Do you know if this ‘64 characters’ can be configured in any way? We’ve got almost 100GB of data, but no single value exceeds this limit. We wanted to use SSD tiering when it gets stable enough, but this requirement makes it useless in our application.

I don’t think it’s configurable at the moment. Maybe it would be in the future, but keep in mind that offloading to SSD has some tradeoffs. I suppose that’s how the design decision was made to start with 64 characters.

Maybe you can share more about your workload, and we can help to suggest.

Just checked with the team – Docker has restrictions around io_uring (similar issues here and here), and while --security-opt seccomp=unconfined can be a workaround, consider the maintenance and operational needs with this approach.
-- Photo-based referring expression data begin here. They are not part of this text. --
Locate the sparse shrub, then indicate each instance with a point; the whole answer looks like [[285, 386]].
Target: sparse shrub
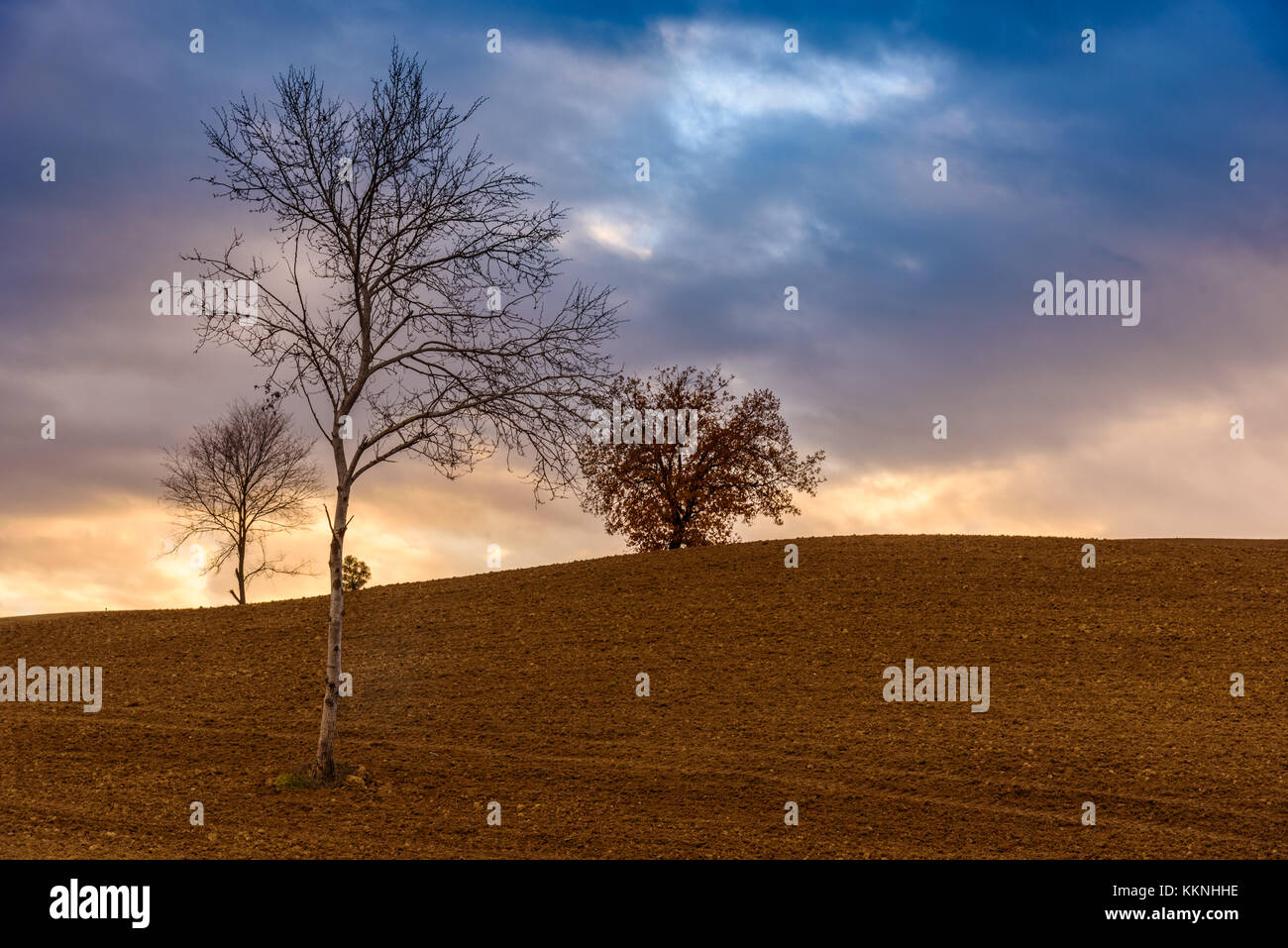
[[356, 574]]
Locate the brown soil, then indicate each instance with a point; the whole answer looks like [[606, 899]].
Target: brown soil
[[1108, 685]]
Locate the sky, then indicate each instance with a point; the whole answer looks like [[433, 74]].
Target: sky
[[768, 168]]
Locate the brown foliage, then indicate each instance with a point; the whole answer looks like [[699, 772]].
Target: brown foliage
[[739, 466]]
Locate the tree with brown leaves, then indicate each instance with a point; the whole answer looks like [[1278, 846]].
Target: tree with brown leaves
[[239, 479], [675, 460], [412, 311]]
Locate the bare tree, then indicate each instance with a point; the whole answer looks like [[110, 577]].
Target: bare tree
[[738, 462], [239, 479], [412, 294]]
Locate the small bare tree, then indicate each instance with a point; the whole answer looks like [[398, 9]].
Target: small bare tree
[[738, 463], [239, 479], [411, 313]]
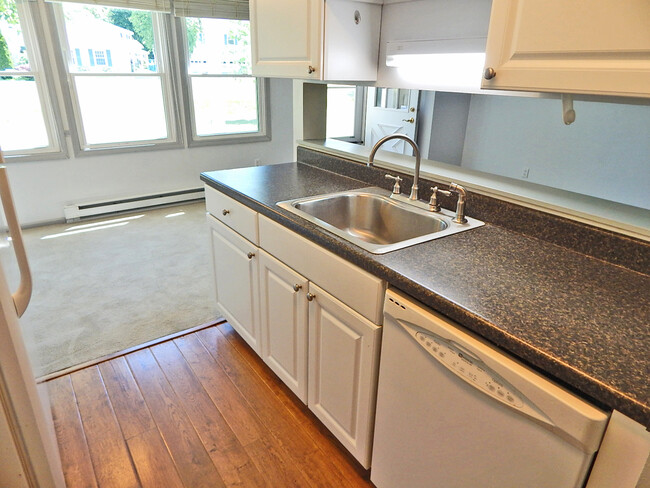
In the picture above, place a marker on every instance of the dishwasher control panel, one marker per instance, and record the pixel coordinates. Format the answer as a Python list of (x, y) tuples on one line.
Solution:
[(470, 368)]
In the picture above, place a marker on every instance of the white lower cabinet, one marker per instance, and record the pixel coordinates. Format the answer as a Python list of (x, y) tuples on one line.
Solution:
[(284, 315), (343, 364), (236, 277), (324, 348)]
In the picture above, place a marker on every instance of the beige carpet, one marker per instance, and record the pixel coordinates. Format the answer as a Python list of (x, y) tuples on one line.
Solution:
[(124, 283)]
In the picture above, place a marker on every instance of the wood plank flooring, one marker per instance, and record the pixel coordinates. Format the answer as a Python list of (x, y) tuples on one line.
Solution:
[(201, 410)]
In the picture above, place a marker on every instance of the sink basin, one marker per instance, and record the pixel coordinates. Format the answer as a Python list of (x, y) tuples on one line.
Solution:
[(374, 221)]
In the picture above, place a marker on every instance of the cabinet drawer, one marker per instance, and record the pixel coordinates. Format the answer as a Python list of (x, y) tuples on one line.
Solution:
[(355, 287), (235, 215)]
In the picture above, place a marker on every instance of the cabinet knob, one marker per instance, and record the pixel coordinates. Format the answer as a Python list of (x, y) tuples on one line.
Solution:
[(489, 73)]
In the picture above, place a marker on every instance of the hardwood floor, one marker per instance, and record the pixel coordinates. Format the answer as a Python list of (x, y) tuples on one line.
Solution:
[(200, 410)]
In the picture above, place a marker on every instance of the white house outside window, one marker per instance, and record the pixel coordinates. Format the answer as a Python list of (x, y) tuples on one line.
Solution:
[(225, 98), (27, 122), (118, 76)]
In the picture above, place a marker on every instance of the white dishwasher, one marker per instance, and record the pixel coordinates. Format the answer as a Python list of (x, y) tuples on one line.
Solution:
[(453, 412)]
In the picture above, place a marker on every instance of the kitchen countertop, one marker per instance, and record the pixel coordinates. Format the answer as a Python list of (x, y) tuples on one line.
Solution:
[(578, 319)]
For best performance and other reasons, we also recommend running Dragonfly on bare metal in many cases.

Dragonfly provides efficient in-memory capabilities and is ideal for many fast-response use cases. For small string values, Dragonfly SSD tiering does not help very well. Note that it’s a feature to balance memory and disk usage. And unlike snapshotting, it’s not a feature for persistency.

If persistency is a high priority with your use case, other options like ScyllaDB (Cassandra-compatible) or Pika (Redis-compatible with a focus on persistency) may be worth exploring. We want to suggest the best possible solution for you, and if there’s a better fit for Dragonfly, we are always here to help.

Thanks a lot. Currently we use Redis. The thing is that we do have pretty big amount of data (almost 100GB, all of them relatively small keys) which forces us to use at least 128GB VMs. Needless to say that the startup time of Redis with such a database is just pathetic (several minutes).
The way we use the data is: less than 10% of data is being actively used, while remaining 90+% could be stored on a hard drive, with lazy access. We do accept slower access to the data on hard drive. So for us SSD tiering seemed to be quite intersting option. But it looks like it doesn’t fit our needs. I’ll take a look at Pika. Something Redis-compatible would be ideal, as we use features like pub-sub and so on.

Yeah, Pika is purely on disk.

^ When that’s the case, I agree that Dragonfly SSD tiering is a very strong fit… if we don’t have the 64 char limit.